The story is good, and the point is good, but it was too simple. I guess my expectations exceeded what the book is. It was enjoyable and I'm gald I read it, but I don't know whether I would recommend this book or not.

Thursday, April 20, 2006

#5 Pride and Prejudice

by Jane Austen

What an amazing book!! This will definitely go on my favorite books list (the one that only exists in my head right now). I already knew the basic plot, but I still found myself wanting to find out what happens next. There's a good line in the book that describes this perfectly. Elizabeth is reading a letter from Mr. Darcy and this is how her reading the letter is described, "She read, with an eagerness which hardly left her power of comprehension, and from impatience of knowing what the next sentence might bring, was incapable of attending to the sense of the one before her eyes". Okay, I wasn't quite that bad. I did take enough time to comprehend what I was reading, but I still couldn't wait to read the next sentence.

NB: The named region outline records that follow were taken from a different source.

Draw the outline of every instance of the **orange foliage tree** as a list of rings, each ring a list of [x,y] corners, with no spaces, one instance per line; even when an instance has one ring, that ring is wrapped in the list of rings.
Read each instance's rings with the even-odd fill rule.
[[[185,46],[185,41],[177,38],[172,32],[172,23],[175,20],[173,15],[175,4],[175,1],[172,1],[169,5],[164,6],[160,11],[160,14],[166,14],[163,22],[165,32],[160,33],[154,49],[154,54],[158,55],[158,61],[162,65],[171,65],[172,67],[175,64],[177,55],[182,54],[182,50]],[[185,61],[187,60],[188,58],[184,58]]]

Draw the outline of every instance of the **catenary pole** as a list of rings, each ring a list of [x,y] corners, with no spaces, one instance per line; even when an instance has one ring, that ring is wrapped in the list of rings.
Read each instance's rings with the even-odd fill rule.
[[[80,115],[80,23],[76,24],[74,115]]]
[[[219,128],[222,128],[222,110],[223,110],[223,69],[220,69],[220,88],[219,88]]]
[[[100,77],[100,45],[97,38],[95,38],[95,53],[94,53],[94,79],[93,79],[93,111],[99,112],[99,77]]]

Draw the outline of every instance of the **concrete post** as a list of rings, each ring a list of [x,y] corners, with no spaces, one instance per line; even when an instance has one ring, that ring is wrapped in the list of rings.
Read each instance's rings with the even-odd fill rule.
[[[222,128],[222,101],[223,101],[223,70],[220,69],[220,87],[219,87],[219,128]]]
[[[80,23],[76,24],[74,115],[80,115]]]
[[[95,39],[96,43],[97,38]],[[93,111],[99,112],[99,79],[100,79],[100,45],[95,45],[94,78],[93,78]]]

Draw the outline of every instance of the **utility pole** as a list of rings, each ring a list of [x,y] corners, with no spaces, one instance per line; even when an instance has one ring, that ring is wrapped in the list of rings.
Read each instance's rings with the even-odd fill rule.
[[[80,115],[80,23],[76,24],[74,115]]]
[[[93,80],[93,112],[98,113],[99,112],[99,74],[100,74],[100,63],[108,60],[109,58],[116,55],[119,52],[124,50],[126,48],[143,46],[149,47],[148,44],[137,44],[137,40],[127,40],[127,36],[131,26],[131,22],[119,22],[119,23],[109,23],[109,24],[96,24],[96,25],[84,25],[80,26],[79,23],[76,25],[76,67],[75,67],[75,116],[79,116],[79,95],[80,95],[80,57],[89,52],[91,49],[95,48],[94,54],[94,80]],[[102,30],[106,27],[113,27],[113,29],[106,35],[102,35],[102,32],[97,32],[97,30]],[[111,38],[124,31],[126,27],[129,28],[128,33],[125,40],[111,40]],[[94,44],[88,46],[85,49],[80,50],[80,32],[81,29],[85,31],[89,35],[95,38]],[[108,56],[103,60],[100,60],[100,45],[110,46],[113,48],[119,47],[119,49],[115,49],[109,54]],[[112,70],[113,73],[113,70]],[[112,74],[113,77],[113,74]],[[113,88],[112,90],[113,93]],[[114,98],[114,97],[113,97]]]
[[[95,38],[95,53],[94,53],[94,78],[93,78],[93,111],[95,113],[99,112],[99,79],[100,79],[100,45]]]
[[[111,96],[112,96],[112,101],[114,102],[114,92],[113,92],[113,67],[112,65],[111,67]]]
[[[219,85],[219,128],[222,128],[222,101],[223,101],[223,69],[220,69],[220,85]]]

Another quote from the book that I thouroughly enjoyed was when Elizabeth is descibing the love that Mr. Bingley felt for her sister Jane. "I never saw a more promising inclination. He was growing quite inattentive to other people, and wholly engrossed by her. Every time they met, it was more decided and remarkable. At his own ball he offended two or three young ladies, by not asking them to dance, and I spoke to him twice myself, withough receiving and answer. Could there be finer symptoms? Is not general incivility the very essence of love?" The last line was the part I liked the most.

I would recommend this book to anyone and everyone! It is definitely a classic. Now I just need to watch the movie to see how good it is.

Monday, April 10, 2006

#4 Peppertide

by Jack Weyland

This is an old book that I'm pretty sure I read when I was about 13 or 14. It is so old that I couldn't find a picture of it on the web anywhere. I picked it because I remember enjoying a few Jack Weyland books when I was younger, and this was the only one we had in the house. It was very simple and an easy read. It was okay and the story was heartwarming, but the depth of the characters and the plot were lacking. I wish we would have had a copy of Charlie because I think that would have been a better choice from this author.

Saturday, April 01, 2006

#3 The Da Vinci Code

by Dan Brown

This book is a page turner. I stayed up until 1:00am one night, and 12:30am the next night reading it. All the history and mystery were very intriguing. I especially liked the fact that it felt like the reader could participate in figuring out the clues. I watched a similar movie, National Treasure, where they were looking for a treasure hidden by The Masons. In the movie I felt like I was just watching the characters figuring everything out. In this book the clues weren't so difficult that you couldn't at least figure some of them out before the characters did. Even the more difficult ones were usually figured out in steps, so at some point you felt like you knew the answer before they had fully figured it out. I also didn't figure out who the nemesis was before being revealed in the book. Multiple times I thought I knew who it was, but I was never correct. Throughout the book I was concerned about how they would end this book. I didn't know if they would be able to end it either logically, or with final conclusion. Brown found the perfect way to finish that didn't disappoint. I would highly recommend this book to any and everyone. It was fantastic.

I don't have any favorite quotes that I remember, but there were a few ideas that intrigued me.
The biggest was the number of divine proportion, PHI. PHI is the number 1.618... It is called the divine proportion because it is present in nature, art, and many other things in different proportions. I will give an example to help explain. If you take the distance from your shoulder to your wrist, and divide it by the distance from your shoulder to your elbow you get the number 1.618. It is present in the proportions of the pyramids and the Parthenon; in art like The Last Supper, in music by Mozart and others, and many other things. One of the examples the book gave was, if you take the male population of ANY beehive anywhere in the world and divide it by the female popluation in that beehive, you get 1.618. Very interesting.